Anna Ross: Don’t obsess about head position *H&H VIP*

  • The greatest fun of dressage riding is that, although I’ve been lucky enough to train horses to senior team level at grand prix, I never stop learning.

    In my thirst for knowledge I took to social media over Christmas. I was looking for videos as I tend to switch off at diagrams and theoretical chats, and was unprepared for the obsession above all else with horses being trained and ridden sometimes just a centimetre behind the vertical.

    I realise I won’t be able to go to Tesco in my Pikeurs now for risk of ambush by angry “classical” ambassadors for what I’m about to say, but as they’re unlikely to use restraining devices or force (apart from the torque on their keyboards) I’ll take my chances.

    I was surprised not to find discussions about how detrimental it is for horses to be ridden with the head up and with hollow, stiff backs, and I was most confused about the use of the term “breaking at the third vertebra” to describe horses that are over-bent, as the horse’s neck vertebrae do not run along the top line of the crest, as some seem to think.

    When the horse is “on the bit” he’s telling the rider that he’s happy and relaxed. There’s no sense in winching his head down if it’s up, but nothing to be gained from leaving it up, either.

    Over-bending can be a training issue, but the horse shouldn’t go around like a llama chewing a wasp. We should listen to the horse and if he’s telling you he’s protecting his back, it’s not kind to leave his head up waiting for some magic osmosis to handle it.

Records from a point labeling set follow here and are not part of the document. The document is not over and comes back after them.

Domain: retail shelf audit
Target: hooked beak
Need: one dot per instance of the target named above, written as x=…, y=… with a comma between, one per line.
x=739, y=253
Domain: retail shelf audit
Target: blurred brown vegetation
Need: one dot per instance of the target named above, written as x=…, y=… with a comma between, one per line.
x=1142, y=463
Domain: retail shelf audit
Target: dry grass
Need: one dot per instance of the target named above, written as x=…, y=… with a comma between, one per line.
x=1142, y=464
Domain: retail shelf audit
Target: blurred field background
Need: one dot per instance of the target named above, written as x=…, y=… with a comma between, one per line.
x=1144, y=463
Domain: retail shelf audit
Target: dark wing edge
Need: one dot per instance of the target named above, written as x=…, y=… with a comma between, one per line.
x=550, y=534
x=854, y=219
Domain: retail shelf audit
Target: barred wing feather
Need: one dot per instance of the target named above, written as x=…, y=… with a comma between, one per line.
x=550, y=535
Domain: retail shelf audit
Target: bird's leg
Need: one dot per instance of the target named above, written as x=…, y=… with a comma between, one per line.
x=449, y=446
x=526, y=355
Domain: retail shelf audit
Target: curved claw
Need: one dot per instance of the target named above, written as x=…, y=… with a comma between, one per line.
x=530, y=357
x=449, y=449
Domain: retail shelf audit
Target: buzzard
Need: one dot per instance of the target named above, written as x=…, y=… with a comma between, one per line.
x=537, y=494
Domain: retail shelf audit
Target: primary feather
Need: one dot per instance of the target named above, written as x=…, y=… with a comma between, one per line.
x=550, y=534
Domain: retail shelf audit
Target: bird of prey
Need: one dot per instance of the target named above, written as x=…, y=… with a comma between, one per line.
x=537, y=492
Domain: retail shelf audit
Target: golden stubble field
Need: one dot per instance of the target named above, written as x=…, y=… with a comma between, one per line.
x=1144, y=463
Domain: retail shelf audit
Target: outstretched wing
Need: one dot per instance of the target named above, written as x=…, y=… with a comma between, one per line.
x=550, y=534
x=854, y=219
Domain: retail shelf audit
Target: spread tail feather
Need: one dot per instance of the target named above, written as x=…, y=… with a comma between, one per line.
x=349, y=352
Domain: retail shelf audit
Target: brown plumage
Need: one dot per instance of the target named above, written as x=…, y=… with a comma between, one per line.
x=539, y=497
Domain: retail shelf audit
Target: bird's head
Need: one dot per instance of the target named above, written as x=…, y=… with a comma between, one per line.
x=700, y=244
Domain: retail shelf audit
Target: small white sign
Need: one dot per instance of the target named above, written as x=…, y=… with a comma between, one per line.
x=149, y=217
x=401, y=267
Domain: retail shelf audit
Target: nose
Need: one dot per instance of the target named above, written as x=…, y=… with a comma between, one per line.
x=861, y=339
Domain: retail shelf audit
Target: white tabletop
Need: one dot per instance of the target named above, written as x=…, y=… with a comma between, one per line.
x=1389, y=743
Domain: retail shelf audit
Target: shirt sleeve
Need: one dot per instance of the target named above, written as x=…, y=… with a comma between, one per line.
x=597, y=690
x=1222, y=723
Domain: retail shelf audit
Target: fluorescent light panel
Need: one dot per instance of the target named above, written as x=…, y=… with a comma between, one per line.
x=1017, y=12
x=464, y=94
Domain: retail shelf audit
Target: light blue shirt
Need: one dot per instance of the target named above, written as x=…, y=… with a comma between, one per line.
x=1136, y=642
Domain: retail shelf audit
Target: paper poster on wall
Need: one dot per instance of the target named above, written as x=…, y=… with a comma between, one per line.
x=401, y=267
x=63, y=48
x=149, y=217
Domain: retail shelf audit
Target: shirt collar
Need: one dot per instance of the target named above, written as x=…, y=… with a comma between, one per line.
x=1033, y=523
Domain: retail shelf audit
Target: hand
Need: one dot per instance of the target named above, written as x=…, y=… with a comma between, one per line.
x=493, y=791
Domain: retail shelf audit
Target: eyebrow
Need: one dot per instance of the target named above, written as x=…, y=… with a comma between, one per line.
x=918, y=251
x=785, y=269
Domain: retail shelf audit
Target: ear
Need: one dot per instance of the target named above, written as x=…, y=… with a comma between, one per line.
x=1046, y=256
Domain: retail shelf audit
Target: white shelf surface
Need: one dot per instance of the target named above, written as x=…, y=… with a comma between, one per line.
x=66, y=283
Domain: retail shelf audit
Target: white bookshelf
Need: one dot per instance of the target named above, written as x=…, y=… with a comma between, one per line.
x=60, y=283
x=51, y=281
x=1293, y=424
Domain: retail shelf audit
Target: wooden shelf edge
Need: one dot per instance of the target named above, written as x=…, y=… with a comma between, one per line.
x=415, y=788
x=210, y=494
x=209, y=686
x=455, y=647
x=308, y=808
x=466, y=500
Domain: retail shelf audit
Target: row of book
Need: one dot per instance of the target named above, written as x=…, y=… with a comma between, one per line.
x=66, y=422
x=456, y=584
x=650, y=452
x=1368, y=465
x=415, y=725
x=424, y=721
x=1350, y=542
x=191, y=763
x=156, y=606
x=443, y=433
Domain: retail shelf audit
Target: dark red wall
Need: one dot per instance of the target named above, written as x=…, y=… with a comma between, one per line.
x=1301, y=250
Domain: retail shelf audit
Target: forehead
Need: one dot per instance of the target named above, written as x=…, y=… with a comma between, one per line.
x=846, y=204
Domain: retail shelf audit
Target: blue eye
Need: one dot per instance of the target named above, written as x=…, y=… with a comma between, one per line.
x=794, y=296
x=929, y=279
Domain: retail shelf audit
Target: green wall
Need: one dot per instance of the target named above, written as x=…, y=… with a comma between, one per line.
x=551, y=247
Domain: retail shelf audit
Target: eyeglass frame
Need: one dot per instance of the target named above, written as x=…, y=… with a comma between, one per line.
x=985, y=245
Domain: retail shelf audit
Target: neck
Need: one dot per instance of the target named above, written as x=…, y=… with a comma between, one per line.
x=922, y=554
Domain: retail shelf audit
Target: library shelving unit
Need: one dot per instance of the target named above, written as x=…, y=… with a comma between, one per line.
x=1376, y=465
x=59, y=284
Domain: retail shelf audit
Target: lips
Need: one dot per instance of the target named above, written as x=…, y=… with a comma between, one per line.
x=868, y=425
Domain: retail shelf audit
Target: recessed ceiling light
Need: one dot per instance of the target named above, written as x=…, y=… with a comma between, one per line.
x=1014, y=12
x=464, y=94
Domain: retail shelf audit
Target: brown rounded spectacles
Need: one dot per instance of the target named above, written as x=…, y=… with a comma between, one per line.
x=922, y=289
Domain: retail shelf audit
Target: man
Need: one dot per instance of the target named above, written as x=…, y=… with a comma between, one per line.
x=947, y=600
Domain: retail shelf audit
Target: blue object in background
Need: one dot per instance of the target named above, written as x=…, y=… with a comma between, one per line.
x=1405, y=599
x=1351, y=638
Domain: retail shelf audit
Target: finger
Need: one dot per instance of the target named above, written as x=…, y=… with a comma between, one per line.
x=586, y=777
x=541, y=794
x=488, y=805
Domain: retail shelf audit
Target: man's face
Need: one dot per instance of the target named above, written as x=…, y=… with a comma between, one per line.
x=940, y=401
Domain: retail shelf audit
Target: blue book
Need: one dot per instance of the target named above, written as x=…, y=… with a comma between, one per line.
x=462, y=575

    We need to revisit the training scales until the solution is found, not the symptom addressed. We need to look to our balance, fitness and suppleness. There’s no need to split the atom on head positions; look at the whole horse, his back and his ambience. That’s what the good judges do as “horse people” and it’s why 10 means excellence in motion… not perfection.


    Scales of training

    Rhythm: an active one!

    Suppleness: the horse should bend. Riders shouldn’t fear to touch the inside rein to guide. Bend is all through the body, which includes the neck and flexion at the poll. I’ve yet to see someone flex a horse at the poll just by using their legs and seat. Horses can turn round in 10ft stables; they’re not made of wood.

    Contact: enough to guide and influence, not more. Not chucking the reins up his neck and waiting for rigor mortis to set in.

    Impulsion: this is riding forward in balance. It’s not flat out, it’s born of response to the aids.

    Straightness: this means the back end following the tracks of the front end, unless directed otherwise in lateral work. It’s not chugging around like he swallowed a pole!

    Collection: power in balance. Not to be confused with dribbling round with baggy reins and the hindlegs in the last century.

    My advice is to free your mind and your arse will follow. Riding isn’t complicated; its beauty is in its simplicity. It’s just not easy to do the simple things well and make it beautiful.